Immunostained sections were imaged using a fluorescence microscope (BZ-X800, Keyence, Frankfurt, Germany) at 20× magnification. DAPI (CH1), GFP (CH2: Tuj1, Iba1), and TRITC (CH3: MBP, Cas3) channels were used. A fixed 1 s exposure was applied for MBP; other exposure times were adjusted individually for optimal signal. Iba1- and Tuj1/Cas3-positive cells were quantified using ImageJ.

4.9. Statistical Analysis

Data from the study were analyzed using appropriate statistical methods, such as t-tests for differences between groups or analysis of variance (ANOVA) when more than two groups were examined. Prior to statistical analysis, we analyzed whether the data had a Gaussian distribution, which was the case. Results are reported as mean ± standard deviation (SD) and significance levels are set at p < 0.05 indicated by *, p < 0.001 indicated by **, or p < 0.0001 indicated by ***. Statistical outliers were removed via ROUT method with Q-value set to 5% if necessary. GraphPad Prism9 (GraphPad Software, San Diego, California United States) was used to plot the data.

5. Conclusions

This study used the innovative rat hypoxia model to evaluate neuroprotective effects of edaravone under various conditions, such as sex differences, treatment durations, and behavioral and blood-based outcomes. Our findings highlight the potential for personalized stroke therapy by considering individual variability in treatment responses.

Edaravone exhibits transient neuroprotective effects on motor behavior and early immune responses, particularly in the cortex and hippocampus. Histological analyses revealed no gross morphological damage following hypoxia, and edaravone did not result in measurable structural protection at the neuronal level. However, functional impairments occurred despite preserved cytoarchitecture, suggesting subtle or transient disruptions. Sustained functional improvements were limited and region-specific. Microglial activity was suppressed early in the treated groups and activated later in the untreated hypoxic brains, indicating that edaravone modulates immune responses to stabilize the neuroinflammatory environment rather than suppressing it outright.

Gene expression analysis revealed region-specific, time-dependent, and sex-specific changes, including the early upregulation of markers such as CCR7, S100B, and NSE, in treated animals. This highlights edaravone’s modulation of ECM remodeling, inflammation, and astrocytic activation.

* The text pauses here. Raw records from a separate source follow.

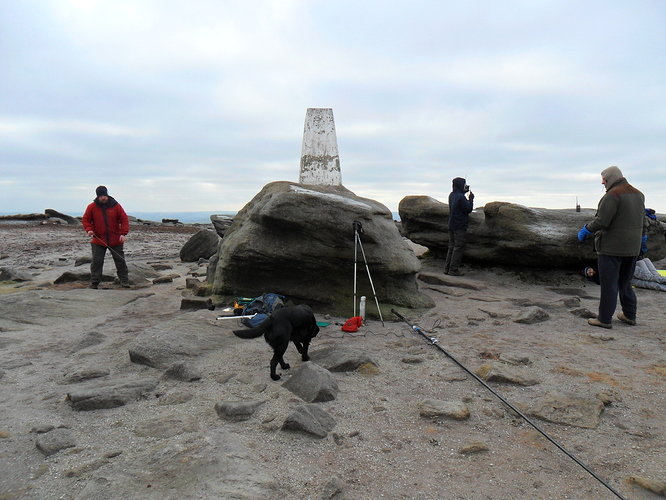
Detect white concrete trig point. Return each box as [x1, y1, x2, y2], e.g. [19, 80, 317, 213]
[298, 108, 342, 186]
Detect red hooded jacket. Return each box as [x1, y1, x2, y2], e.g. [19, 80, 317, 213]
[81, 196, 129, 247]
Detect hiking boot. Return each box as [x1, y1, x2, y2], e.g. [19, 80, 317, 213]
[617, 313, 636, 326]
[587, 318, 613, 329]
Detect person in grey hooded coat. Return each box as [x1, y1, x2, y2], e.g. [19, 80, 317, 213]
[578, 166, 647, 328]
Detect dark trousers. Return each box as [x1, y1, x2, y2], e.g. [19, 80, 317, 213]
[444, 229, 467, 271]
[90, 243, 129, 283]
[597, 255, 637, 323]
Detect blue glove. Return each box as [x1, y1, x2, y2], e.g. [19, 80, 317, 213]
[578, 224, 592, 243]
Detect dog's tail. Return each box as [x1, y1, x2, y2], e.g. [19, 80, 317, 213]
[234, 317, 272, 339]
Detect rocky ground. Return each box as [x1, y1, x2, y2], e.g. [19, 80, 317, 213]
[0, 223, 666, 499]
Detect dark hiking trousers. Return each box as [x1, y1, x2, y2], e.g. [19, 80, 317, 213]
[444, 229, 467, 271]
[597, 255, 637, 324]
[90, 243, 129, 283]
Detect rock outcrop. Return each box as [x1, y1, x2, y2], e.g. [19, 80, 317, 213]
[213, 181, 433, 315]
[180, 229, 220, 262]
[398, 196, 666, 268]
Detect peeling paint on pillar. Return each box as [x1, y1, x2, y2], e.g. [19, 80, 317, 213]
[298, 108, 342, 186]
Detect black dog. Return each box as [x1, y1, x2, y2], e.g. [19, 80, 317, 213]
[234, 305, 319, 380]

Notably, males and females often exhibited contrasting responses following hypoxia. In the behavior tests, males were more susceptible to hypoxic damage and did not show full recovery despite early treatment with edaravone, while females showed higher baseline resistance and better functional recovery. In the 7-day group, edaravone led to an increase in apoptotic markers in the hippocampus of female animals, indicating sex-specific differences in cell death mechanisms and the immune response.

Taking sex differences into account in both research and clinical practice is essential to ensure effective, personalized treatment strategies for stroke patients. Future studies should focus on elucidating the underlying mechanisms of these sex-specific responses and exploring long-term outcomes to further validate the therapeutic potential of edaravone.